Speaking to Hamish

Old Town Edinburgh from Calton Hill, G.W.Wilson 1870s

Old Town Edinburgh from Calton Hill, G.W.Wilson 1870s

Hamish is my closest friend, albeit a fairly grumpy one. He has seen much of my joy and sorrow and commented on nearly all of what he has seen. There has been plenty of laughter along the way. It is now over 20 years since I left Edinburgh but the connection with him has grown stronger, not weaker. Artistic matters are the most personal of all and I have been able to discuss these with him, but not so candidly with others. Like everyone, I am guarded about what is most personal. Yet I have the necessary release of being able to share my private world with this one friend.

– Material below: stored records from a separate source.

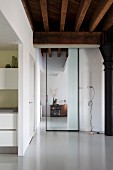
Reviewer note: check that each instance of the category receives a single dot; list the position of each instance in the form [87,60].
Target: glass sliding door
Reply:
[62,91]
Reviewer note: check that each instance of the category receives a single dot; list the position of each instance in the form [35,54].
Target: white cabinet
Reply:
[8,78]
[8,129]
[8,121]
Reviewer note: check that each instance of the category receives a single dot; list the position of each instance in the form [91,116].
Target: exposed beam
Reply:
[59,52]
[84,5]
[63,14]
[43,5]
[63,18]
[99,13]
[28,12]
[66,38]
[108,22]
[49,52]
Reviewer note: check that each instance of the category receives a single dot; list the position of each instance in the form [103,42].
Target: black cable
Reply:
[90,103]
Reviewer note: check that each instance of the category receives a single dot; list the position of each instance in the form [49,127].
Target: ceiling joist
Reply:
[63,14]
[43,5]
[101,10]
[28,12]
[84,5]
[66,38]
[108,22]
[63,19]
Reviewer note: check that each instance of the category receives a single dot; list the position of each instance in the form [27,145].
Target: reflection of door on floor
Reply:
[31,98]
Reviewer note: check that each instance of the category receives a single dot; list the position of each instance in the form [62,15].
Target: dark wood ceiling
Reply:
[75,16]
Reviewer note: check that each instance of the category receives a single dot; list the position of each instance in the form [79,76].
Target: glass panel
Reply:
[62,91]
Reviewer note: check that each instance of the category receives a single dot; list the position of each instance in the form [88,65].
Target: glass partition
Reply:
[62,91]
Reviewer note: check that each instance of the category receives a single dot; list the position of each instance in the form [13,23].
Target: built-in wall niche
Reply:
[8,78]
[8,98]
[9,58]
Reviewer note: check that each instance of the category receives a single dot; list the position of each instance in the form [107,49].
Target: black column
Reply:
[107,53]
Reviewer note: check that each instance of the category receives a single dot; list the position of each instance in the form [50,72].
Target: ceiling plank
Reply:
[84,5]
[108,22]
[43,5]
[63,14]
[99,13]
[59,52]
[63,19]
[49,52]
[46,38]
[28,12]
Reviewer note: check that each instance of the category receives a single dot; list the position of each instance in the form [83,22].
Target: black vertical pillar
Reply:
[107,52]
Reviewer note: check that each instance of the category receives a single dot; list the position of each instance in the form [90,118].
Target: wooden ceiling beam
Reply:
[63,14]
[59,52]
[108,22]
[63,19]
[84,5]
[99,13]
[49,52]
[43,5]
[28,12]
[46,38]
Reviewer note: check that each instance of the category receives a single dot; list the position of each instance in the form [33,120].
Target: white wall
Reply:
[38,68]
[16,17]
[91,74]
[6,57]
[73,89]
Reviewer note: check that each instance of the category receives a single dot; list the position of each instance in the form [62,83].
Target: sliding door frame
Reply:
[47,101]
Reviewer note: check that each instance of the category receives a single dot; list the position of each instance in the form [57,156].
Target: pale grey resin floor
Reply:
[63,151]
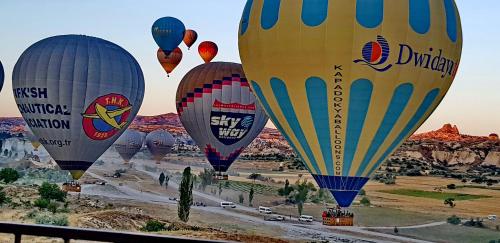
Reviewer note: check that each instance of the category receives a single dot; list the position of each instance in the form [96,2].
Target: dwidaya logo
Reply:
[376,54]
[106,116]
[231,122]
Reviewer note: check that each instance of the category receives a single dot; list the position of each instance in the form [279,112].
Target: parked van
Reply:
[227,205]
[306,218]
[265,210]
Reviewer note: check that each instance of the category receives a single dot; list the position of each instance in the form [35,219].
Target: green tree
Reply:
[286,190]
[454,220]
[254,176]
[9,175]
[153,226]
[41,203]
[167,179]
[365,201]
[186,195]
[450,202]
[302,189]
[3,197]
[161,179]
[250,197]
[52,207]
[207,178]
[241,198]
[51,192]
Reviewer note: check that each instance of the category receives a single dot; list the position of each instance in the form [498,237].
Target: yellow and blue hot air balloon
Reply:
[347,82]
[1,76]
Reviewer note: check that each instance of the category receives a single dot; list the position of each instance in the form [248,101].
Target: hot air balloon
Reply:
[208,50]
[347,82]
[32,138]
[129,144]
[190,38]
[1,76]
[168,33]
[219,111]
[78,94]
[170,62]
[159,143]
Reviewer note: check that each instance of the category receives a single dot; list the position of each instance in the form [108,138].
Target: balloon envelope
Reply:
[347,82]
[170,62]
[190,38]
[208,50]
[168,33]
[159,143]
[2,76]
[219,111]
[32,138]
[77,94]
[129,144]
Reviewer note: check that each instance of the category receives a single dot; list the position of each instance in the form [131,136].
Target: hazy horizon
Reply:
[127,23]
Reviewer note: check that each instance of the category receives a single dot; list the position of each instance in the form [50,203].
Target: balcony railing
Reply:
[70,233]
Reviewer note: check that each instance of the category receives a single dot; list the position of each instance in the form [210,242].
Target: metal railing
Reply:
[71,233]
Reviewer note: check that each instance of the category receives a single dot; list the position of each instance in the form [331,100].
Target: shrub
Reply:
[153,226]
[52,219]
[365,201]
[3,197]
[52,207]
[453,220]
[41,203]
[51,192]
[451,186]
[9,175]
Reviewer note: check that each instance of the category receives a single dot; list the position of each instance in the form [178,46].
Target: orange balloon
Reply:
[170,62]
[208,50]
[190,38]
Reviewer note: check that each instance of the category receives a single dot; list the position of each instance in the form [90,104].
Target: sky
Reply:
[473,102]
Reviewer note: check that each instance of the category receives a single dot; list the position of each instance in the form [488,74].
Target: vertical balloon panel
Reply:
[348,81]
[2,76]
[77,94]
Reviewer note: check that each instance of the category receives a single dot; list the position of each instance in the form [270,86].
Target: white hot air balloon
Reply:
[129,144]
[159,143]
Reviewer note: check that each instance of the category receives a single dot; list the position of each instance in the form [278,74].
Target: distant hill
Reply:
[445,146]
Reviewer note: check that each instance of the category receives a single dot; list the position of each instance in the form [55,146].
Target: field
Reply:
[246,186]
[449,233]
[479,207]
[434,195]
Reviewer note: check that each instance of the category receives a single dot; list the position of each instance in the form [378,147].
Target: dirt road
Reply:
[293,229]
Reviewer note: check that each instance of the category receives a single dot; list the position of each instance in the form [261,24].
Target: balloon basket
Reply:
[338,217]
[72,186]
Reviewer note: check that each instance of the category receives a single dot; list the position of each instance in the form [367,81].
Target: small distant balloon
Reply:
[129,144]
[31,137]
[168,32]
[170,62]
[208,50]
[2,75]
[190,38]
[159,143]
[78,94]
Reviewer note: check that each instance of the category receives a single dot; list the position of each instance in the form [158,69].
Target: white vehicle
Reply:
[265,210]
[306,218]
[227,205]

Though Hamish is not a musician, he hears me out on my ideas for writing music, saying what he finds positive and what he finds negative. And this is good as one wishes in any case to reach out to a public that does not comprise simply fellow composers. Our music descends into a purely professional activity if we are not careful. We speak to each other like doctors whose jargon excludes the general public. Yet music is intended for that general public just as much as medicine is. Indeed, is it not a sort of medicine? At college, where one sits in the auditorium amongst fellow students, listening to the work of other students, one acquires a taste for “purely professional activity”.

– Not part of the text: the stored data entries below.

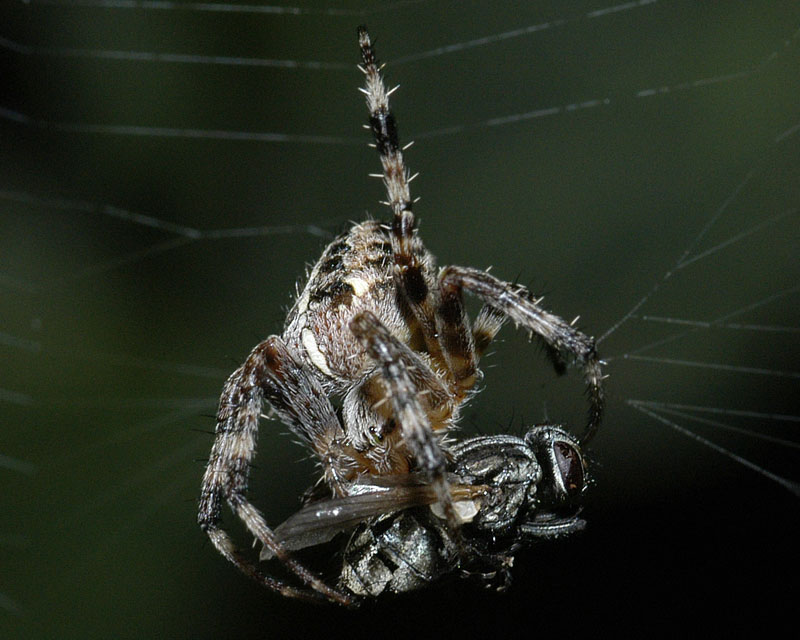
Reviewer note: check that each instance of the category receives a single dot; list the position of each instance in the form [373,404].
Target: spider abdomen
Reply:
[354,274]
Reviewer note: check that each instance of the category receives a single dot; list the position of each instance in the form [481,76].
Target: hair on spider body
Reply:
[383,332]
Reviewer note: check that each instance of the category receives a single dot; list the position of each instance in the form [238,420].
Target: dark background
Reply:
[122,312]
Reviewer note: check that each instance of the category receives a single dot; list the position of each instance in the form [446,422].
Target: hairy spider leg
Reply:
[396,360]
[516,302]
[268,367]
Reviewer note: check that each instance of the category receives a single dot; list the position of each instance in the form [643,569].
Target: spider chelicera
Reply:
[373,365]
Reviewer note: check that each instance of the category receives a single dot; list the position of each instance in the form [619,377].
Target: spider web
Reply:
[170,167]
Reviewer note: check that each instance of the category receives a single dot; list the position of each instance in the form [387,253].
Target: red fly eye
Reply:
[570,466]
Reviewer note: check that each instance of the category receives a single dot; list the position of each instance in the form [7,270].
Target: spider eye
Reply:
[570,467]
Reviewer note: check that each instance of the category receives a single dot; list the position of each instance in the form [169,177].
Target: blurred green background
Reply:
[157,212]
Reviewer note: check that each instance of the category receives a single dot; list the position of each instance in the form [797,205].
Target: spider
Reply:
[376,359]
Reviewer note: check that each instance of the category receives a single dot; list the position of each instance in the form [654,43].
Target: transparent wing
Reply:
[318,522]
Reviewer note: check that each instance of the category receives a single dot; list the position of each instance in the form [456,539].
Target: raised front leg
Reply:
[516,302]
[270,372]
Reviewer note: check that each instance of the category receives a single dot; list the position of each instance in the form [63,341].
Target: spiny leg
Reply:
[409,268]
[394,359]
[226,475]
[519,304]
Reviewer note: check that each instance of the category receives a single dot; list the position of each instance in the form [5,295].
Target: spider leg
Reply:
[516,302]
[410,268]
[395,361]
[269,371]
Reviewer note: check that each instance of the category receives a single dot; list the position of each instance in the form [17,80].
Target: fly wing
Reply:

So, in a long conversation last night I explained what I have been planning for the group in Venice I am writing for. It is a radical departure for me, though in a direction I have tried to travel before. There is a point of departure, a direction, a route, a goal, and all things must align themselves if the voyage is to happen. Yes, I can be honest and admit that I have spent a great deal of time hanging around the harbour “getting ready” whereas I was actually “getting into trouble” of various kinds. After I talked to Hamish and he approved my ideas, I felt a nice puff of wind in my sails and some forward momentum as a result.